Perhaps one of my favorite jokes is ‘A horse walks into a bar,’ pause for dramatic effect, ‘Why the long face?’
It is a great joke for so many reasons, coworker-friendly and kid-friendly being chief among them.
A few months ago, I heard a vision of the future that reminded me of this joke. In this vision, ‘An operator walks up to a machine tool…” Once at the equipment interface, they then start to have a conversation with the equipment about today’s schedule, how the current job for customer X is going, if any G-code changes might be needed, how all of the 100 cutting tools are doing, and other work-related topics. At first, I frankly didn’t see the vision. Amazon’s Alexa is neat, but fairly often, you find yourself pretty frustrated, shouting at the device, wondering why it refuses to play the specific podcast/music you requested or, worse, ordering something online that you do not need.
More recently, we started to investigate the benefits of Generative AI here at Moog Inc. It turns out that I now consider my initial reaction to be wrong (and, yes, just like everyone else, I am still getting used to the feeling). My understanding of the relevant technology, as well as the likely timescale, was incorrect. As I started to work with Generative AI here at Moog, I also started to read and watch blog posts, articles, and breathless YouTube videos. A great multitude of information was a few clicks away.
“From within the aerospace industry, there is a strong desire to improve: for years, organizations have been working to lay out their visions to achieve “zero defects””

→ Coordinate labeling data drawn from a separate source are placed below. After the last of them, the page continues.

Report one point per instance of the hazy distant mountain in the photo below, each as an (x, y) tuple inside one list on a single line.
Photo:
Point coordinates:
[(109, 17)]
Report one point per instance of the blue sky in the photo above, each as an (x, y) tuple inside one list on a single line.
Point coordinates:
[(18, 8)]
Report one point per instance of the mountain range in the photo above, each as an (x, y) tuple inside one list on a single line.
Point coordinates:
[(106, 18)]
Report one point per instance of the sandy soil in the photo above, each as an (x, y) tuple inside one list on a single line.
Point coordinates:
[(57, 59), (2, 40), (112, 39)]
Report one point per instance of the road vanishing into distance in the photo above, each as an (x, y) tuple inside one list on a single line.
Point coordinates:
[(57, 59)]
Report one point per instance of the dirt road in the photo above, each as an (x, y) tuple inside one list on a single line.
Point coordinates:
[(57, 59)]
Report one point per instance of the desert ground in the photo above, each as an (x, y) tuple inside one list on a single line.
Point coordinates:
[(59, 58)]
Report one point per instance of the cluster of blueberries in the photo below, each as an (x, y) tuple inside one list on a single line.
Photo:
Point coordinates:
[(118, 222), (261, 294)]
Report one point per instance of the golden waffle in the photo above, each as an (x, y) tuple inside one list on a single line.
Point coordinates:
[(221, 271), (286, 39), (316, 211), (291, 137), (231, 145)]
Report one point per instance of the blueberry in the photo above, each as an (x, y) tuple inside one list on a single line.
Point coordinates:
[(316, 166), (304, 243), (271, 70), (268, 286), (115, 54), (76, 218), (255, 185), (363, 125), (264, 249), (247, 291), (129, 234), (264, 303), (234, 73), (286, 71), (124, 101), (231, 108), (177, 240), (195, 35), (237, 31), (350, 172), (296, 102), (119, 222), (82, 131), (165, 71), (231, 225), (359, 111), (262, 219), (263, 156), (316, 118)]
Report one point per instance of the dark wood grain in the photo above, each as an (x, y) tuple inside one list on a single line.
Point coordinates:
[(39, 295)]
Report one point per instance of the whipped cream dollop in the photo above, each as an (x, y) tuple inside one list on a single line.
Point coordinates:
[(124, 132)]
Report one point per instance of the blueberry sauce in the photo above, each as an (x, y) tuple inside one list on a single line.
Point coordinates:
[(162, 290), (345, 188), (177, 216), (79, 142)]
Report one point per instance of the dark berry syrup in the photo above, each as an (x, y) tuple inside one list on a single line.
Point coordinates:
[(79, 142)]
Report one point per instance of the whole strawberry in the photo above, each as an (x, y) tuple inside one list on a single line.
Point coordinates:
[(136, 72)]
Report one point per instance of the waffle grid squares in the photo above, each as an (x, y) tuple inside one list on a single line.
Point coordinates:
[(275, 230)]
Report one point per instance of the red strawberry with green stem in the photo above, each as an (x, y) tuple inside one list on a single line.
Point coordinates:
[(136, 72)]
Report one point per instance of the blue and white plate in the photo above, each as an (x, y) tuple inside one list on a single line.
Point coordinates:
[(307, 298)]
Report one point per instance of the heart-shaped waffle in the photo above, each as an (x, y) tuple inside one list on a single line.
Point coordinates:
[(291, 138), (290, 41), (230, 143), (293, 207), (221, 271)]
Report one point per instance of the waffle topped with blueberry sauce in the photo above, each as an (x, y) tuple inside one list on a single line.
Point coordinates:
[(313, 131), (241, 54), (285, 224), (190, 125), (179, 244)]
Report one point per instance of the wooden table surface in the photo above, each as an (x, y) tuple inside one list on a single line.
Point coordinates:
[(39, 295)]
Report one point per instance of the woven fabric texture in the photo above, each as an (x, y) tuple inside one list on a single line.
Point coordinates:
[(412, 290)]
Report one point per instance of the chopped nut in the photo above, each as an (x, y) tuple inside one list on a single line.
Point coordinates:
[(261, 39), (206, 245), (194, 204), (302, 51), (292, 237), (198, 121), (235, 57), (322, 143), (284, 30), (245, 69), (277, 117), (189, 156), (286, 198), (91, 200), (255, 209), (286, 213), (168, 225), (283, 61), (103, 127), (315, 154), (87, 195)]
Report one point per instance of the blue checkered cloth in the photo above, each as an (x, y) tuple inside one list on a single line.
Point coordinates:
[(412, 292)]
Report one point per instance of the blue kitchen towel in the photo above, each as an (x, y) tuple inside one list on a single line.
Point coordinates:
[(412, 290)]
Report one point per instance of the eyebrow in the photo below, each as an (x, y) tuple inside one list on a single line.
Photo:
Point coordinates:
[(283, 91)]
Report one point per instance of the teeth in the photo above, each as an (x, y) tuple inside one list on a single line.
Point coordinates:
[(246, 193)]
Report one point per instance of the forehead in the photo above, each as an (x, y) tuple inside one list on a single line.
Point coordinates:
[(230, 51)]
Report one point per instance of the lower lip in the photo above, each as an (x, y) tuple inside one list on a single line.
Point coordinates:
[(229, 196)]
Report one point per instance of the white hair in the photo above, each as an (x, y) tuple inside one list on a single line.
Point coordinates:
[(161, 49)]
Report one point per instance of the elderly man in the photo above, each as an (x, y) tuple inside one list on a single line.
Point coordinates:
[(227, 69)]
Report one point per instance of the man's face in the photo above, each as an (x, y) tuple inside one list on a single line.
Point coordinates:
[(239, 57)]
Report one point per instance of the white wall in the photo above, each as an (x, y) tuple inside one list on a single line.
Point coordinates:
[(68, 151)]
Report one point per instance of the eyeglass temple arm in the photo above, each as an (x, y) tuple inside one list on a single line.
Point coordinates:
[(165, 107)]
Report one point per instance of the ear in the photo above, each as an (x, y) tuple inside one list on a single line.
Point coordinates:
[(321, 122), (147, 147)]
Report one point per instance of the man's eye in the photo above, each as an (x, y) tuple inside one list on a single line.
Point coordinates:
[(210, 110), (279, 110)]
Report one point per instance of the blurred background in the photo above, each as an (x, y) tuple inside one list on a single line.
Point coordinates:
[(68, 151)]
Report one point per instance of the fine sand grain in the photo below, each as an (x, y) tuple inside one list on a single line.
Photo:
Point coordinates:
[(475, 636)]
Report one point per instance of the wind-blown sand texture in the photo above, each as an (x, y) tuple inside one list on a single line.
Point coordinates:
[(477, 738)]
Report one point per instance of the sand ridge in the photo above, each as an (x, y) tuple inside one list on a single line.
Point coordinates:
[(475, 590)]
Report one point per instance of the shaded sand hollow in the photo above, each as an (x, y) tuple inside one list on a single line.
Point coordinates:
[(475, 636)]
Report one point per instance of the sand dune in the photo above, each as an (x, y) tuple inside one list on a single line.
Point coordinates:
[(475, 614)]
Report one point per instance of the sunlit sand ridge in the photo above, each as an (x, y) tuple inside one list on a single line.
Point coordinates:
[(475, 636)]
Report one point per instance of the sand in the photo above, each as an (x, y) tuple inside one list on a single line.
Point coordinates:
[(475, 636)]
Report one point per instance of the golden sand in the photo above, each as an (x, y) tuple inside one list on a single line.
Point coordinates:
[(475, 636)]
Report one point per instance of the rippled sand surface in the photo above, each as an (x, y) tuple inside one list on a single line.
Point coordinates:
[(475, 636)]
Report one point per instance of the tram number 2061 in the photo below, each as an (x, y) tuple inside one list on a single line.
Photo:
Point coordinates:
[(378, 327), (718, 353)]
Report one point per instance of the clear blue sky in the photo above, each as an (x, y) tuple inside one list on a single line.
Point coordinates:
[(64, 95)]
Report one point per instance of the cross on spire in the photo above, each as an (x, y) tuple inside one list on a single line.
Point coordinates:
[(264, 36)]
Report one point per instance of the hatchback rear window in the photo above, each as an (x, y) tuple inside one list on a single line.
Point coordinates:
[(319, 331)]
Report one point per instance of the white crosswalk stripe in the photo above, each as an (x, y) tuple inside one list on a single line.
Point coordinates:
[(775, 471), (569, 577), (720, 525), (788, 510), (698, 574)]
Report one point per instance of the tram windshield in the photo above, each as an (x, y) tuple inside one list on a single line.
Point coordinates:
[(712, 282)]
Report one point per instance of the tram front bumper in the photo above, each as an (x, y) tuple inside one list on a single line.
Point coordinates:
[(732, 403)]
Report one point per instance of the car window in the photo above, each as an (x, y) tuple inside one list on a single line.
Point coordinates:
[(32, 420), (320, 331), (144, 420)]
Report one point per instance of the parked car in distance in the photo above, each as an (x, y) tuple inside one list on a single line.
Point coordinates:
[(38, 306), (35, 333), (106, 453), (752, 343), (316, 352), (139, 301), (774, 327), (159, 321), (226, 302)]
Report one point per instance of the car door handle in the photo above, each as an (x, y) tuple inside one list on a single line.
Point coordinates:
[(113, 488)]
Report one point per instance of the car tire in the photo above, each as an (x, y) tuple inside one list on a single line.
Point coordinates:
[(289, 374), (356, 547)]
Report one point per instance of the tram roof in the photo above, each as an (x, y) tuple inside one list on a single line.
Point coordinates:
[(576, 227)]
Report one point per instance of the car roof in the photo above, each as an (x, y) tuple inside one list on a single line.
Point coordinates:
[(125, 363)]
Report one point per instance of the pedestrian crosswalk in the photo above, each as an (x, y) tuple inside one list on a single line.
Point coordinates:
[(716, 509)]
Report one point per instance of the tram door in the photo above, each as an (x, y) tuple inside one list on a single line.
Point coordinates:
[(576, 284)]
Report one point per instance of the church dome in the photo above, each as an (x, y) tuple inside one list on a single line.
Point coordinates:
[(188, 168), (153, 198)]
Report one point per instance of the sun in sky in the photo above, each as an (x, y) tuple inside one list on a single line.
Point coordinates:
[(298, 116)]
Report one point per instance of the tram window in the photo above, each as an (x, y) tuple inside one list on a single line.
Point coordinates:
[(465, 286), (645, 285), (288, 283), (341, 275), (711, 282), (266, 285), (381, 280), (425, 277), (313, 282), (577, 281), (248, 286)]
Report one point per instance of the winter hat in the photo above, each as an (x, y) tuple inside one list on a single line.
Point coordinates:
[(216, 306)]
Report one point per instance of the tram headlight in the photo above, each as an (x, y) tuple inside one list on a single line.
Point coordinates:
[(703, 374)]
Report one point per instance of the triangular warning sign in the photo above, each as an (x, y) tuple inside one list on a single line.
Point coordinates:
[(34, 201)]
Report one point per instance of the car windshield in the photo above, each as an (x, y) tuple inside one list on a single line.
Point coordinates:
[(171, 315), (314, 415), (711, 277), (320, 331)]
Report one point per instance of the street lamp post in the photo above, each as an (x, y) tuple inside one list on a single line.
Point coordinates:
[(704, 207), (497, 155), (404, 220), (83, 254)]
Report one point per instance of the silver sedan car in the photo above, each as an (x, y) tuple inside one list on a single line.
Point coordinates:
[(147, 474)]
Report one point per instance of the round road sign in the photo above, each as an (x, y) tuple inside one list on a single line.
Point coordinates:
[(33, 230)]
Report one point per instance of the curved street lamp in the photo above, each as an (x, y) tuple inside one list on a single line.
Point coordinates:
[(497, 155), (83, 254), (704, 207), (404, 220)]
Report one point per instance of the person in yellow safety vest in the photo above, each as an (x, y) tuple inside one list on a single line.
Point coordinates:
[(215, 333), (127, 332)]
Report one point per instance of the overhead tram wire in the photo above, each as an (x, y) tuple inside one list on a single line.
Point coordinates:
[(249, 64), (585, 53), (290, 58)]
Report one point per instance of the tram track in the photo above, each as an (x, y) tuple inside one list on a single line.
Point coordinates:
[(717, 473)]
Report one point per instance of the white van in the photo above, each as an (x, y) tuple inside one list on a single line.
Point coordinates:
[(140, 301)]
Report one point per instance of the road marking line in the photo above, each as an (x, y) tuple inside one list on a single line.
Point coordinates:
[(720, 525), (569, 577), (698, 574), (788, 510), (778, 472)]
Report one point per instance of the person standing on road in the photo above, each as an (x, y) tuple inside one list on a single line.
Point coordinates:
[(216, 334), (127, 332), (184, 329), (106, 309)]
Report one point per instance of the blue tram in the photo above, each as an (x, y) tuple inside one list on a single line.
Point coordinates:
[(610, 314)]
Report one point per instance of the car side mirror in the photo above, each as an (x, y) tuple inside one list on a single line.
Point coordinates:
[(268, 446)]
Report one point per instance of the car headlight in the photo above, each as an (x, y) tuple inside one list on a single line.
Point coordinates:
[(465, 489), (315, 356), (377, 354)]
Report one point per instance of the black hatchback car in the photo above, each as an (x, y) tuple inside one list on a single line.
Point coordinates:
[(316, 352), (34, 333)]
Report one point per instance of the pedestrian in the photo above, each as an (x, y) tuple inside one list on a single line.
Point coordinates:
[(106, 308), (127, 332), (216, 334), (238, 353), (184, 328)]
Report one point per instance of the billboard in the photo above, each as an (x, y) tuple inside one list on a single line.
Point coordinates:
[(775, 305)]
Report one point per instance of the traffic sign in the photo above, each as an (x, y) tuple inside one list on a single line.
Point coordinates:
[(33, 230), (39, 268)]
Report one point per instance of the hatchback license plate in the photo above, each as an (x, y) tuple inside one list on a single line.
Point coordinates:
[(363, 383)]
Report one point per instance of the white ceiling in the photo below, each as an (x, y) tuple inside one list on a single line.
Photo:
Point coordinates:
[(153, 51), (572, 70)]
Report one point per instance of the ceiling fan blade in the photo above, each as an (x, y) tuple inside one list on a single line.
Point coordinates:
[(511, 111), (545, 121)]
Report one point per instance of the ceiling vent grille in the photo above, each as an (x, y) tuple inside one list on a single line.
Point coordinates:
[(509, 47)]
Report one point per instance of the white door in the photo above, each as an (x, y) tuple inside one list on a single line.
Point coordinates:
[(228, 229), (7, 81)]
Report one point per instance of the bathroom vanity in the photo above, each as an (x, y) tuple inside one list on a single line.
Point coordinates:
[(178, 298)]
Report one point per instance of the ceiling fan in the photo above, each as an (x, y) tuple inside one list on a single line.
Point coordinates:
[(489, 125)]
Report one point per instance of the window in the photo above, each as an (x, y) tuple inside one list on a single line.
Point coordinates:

Based on experiences at Moog so far, using gigantic neural networks hosted on a cloud server to help with everyday manufacturing tasks really does seem within reach. For example, you can ask (prompt) many currently available tools to create G-code for a simple geometry and receive a response. You can also ask (prompt) to understand G-code you are unfamiliar with and receive a response. You can upload a section of computer code, like Python, and ask (prompt) for an optimization or comments to be added. A few seconds later, the response is returned. It is also possible to ‘have a conversation with a document’ via a method named retrieval augmented generation (RAG). You ask natural language questions and get responses based on the document you loaded. This is very different from a find or a keyword search.